CIS 97YT Index > Lecture 11

Lecture 11 Notes

XSL Formatting Objects and XSLT

We're now ready to put the main content into the Spanish handbook. Let's start off with this:

Introduction

This handbook covers the major topics in Spanish, but is by no means complete.

Accents

When we pronounce English words, one syllable is usually emphasized (stressed, in linguistic terms). The stressed syllable is underlined in the following words: computer, language, development, succeeds. Spanish words also have a stressed syllable, and there are rules for determining which syllable carries the emphasis.
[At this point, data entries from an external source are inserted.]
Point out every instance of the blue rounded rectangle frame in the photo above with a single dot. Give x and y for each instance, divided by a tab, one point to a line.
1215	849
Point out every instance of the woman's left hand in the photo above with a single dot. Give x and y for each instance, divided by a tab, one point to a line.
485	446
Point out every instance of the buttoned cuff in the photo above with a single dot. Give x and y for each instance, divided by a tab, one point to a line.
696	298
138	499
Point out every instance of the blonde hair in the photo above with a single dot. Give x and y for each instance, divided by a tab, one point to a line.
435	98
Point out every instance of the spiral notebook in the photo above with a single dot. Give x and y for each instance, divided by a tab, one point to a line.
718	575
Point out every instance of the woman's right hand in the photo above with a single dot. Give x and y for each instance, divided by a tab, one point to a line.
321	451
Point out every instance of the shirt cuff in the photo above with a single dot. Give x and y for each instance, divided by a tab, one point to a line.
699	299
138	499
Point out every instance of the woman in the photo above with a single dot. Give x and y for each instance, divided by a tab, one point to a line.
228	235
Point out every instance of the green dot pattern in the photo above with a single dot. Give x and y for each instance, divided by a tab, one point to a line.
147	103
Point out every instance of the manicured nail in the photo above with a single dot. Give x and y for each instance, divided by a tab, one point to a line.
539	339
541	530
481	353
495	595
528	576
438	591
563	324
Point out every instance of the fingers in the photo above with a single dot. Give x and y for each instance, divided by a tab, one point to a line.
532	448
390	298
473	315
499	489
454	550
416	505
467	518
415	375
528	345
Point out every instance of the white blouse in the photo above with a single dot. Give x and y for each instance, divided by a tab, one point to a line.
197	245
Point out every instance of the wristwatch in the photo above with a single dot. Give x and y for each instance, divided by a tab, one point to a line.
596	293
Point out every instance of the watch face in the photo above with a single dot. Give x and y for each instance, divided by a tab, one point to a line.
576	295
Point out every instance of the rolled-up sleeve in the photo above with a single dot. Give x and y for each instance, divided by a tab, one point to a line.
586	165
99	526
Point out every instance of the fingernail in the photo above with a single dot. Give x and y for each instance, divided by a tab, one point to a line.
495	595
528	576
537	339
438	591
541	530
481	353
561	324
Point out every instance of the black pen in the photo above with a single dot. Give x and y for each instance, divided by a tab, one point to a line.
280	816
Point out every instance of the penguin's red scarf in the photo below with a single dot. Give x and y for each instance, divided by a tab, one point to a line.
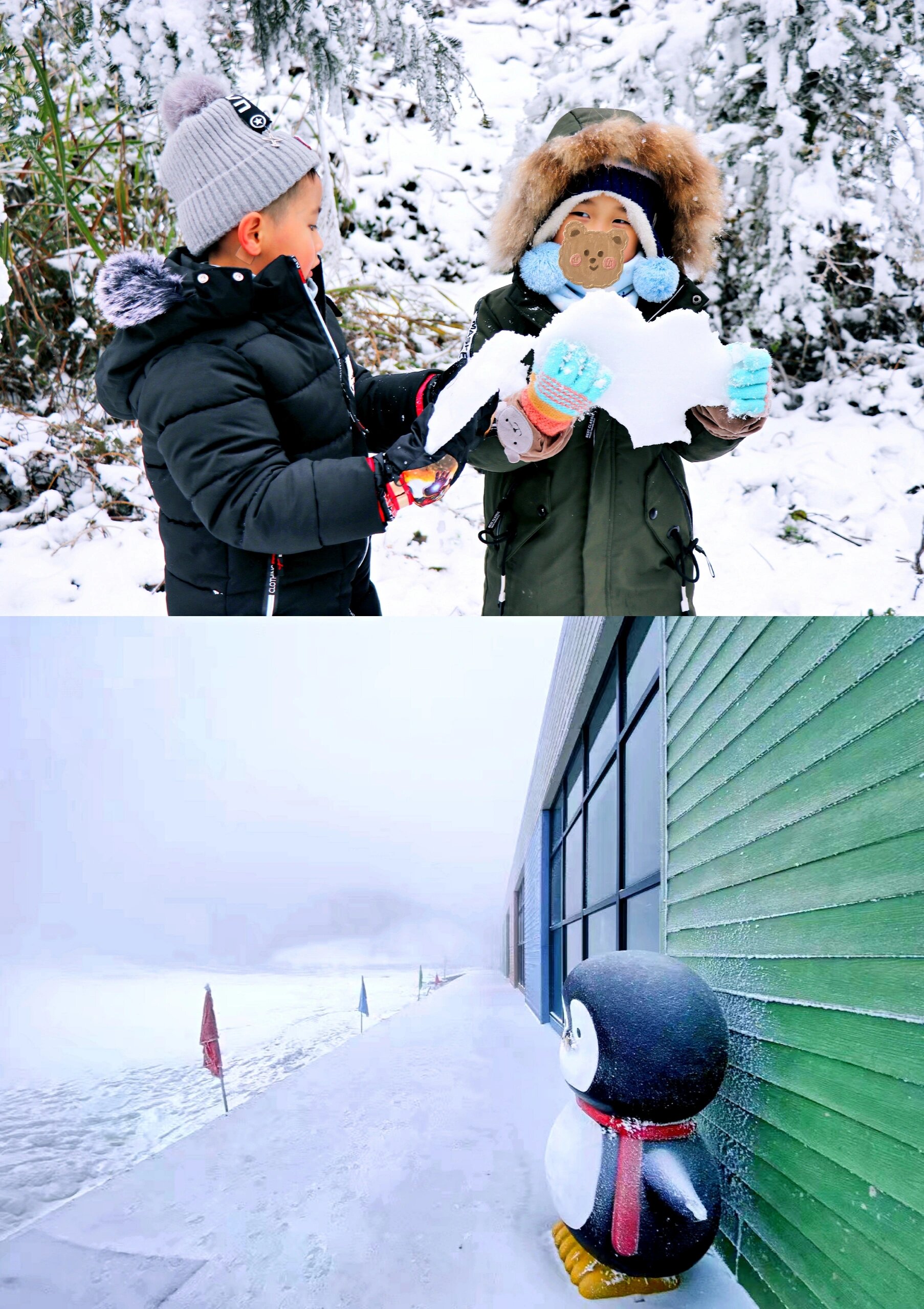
627	1197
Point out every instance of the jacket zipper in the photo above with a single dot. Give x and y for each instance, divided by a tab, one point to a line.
330	339
273	587
665	306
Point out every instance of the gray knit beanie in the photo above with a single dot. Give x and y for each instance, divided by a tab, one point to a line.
222	160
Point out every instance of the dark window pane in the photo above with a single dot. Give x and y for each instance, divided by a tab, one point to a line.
574	946
604	728
643	796
642	921
604	931
602	853
557	819
557	975
643	659
574	871
555	888
574	784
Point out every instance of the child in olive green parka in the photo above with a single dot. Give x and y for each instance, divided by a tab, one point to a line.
584	522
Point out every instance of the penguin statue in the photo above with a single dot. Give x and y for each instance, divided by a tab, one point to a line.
644	1049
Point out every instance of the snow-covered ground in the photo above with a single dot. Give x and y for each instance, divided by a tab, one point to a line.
847	463
102	1068
402	1171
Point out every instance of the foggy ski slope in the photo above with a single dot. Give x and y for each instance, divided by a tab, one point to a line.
101	1070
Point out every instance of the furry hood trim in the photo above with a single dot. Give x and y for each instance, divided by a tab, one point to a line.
135	287
690	182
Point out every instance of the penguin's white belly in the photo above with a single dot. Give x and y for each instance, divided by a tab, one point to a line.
574	1158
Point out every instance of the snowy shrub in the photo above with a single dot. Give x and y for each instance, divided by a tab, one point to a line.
816	112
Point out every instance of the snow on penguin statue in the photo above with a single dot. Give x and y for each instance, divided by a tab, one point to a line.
644	1049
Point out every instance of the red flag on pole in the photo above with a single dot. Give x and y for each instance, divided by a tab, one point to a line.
209	1040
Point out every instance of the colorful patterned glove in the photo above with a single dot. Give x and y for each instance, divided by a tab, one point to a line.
568	385
747	383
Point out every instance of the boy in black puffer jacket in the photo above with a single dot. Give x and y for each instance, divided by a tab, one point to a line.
257	425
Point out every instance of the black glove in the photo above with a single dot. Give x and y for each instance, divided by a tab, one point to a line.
410	451
442	380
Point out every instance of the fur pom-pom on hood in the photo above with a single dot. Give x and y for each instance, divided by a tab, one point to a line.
135	287
690	182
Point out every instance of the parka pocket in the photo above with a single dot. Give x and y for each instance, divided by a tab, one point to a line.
521	510
668	510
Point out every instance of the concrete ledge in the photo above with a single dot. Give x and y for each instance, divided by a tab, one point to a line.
402	1171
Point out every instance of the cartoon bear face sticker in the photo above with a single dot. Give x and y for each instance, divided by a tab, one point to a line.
592	258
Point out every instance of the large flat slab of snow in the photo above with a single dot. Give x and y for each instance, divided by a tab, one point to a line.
404	1171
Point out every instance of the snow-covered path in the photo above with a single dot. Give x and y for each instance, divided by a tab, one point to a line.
101	1070
404	1171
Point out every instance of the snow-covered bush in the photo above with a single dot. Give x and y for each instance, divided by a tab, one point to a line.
815	111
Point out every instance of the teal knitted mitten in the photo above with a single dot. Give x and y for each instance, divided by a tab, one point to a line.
747	383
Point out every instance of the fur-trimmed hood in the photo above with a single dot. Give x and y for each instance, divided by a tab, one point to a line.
583	142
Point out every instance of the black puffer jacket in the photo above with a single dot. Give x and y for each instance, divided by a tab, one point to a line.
253	418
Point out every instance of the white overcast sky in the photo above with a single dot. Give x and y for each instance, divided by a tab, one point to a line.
180	791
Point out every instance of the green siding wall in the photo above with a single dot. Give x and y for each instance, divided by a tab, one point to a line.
796	888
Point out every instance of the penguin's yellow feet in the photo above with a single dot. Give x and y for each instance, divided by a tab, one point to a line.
595	1281
602	1283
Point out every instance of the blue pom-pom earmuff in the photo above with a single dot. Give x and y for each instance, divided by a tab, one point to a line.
540	269
656	280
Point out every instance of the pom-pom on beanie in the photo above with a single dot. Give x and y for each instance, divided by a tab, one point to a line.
222	160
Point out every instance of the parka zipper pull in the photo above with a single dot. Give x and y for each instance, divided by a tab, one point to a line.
273	590
709	562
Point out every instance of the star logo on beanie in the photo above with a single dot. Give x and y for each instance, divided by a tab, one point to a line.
249	113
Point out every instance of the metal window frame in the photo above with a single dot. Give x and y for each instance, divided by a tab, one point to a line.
656	689
520	934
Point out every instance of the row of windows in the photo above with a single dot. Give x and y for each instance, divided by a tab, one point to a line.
605	822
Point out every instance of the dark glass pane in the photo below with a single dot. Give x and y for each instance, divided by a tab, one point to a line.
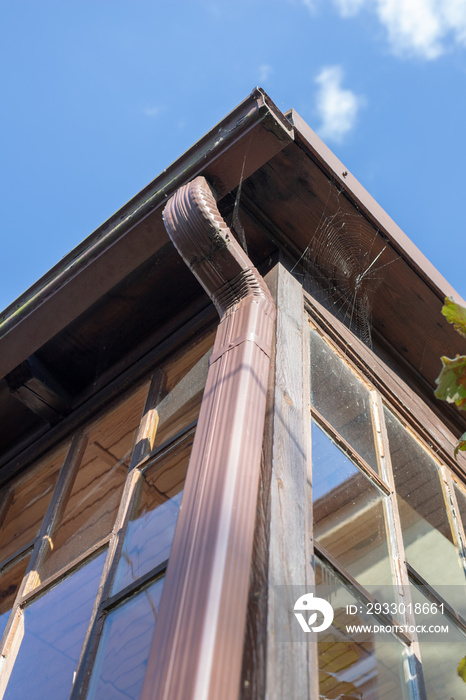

The headings and paragraph will be <fo:block> elements, and the bold and underlined words will be <fo:inline> elements. Let's start with a description of the first heading.

<fo:block
    font-size="14pt" font-family="sans-serif"
    font-weight="bold" color="green"
    space-before="6pt" space-after="6pt">
        Introduction
<fo:block>

the space-before and space-after are just a few of the many properties that you may set for a block. Many of them are exactly the same as the properties you can use in Cascading Style Sheets (CSS)

Font Properties
font-family, font-weight, font-style (italic), font-size, font-stretch, font-variant (small-caps)
Background Properties
background-color, background-image, background-repeat, background-attachment (scroll or fixed)
Border Properties
border-location-info where:
location is one of before, after, start, end, top, bottom, left, or right
info is one of style, width, or color
Padding Properties
padding-location where:
location is one of before, after, start, end, top, bottom, left, or right
Margin Properties
margin-location where:
location is one of top, bottom, left, or right
Text Alignment Properties
text-align and text-align-last (for last line of text in block ); values can be start, end, left, right, or center
Indentation Properties
text-indent (first line), start-indent, end-indent
Miscellaneous Properties
wrap-option (no-wrap or wrap); widows and orphans (determining how many lines must be left at top or bottom of a page) break-after and break-before (when to do page or column breaks); reference-orientation (rotated text in 90-degree increments)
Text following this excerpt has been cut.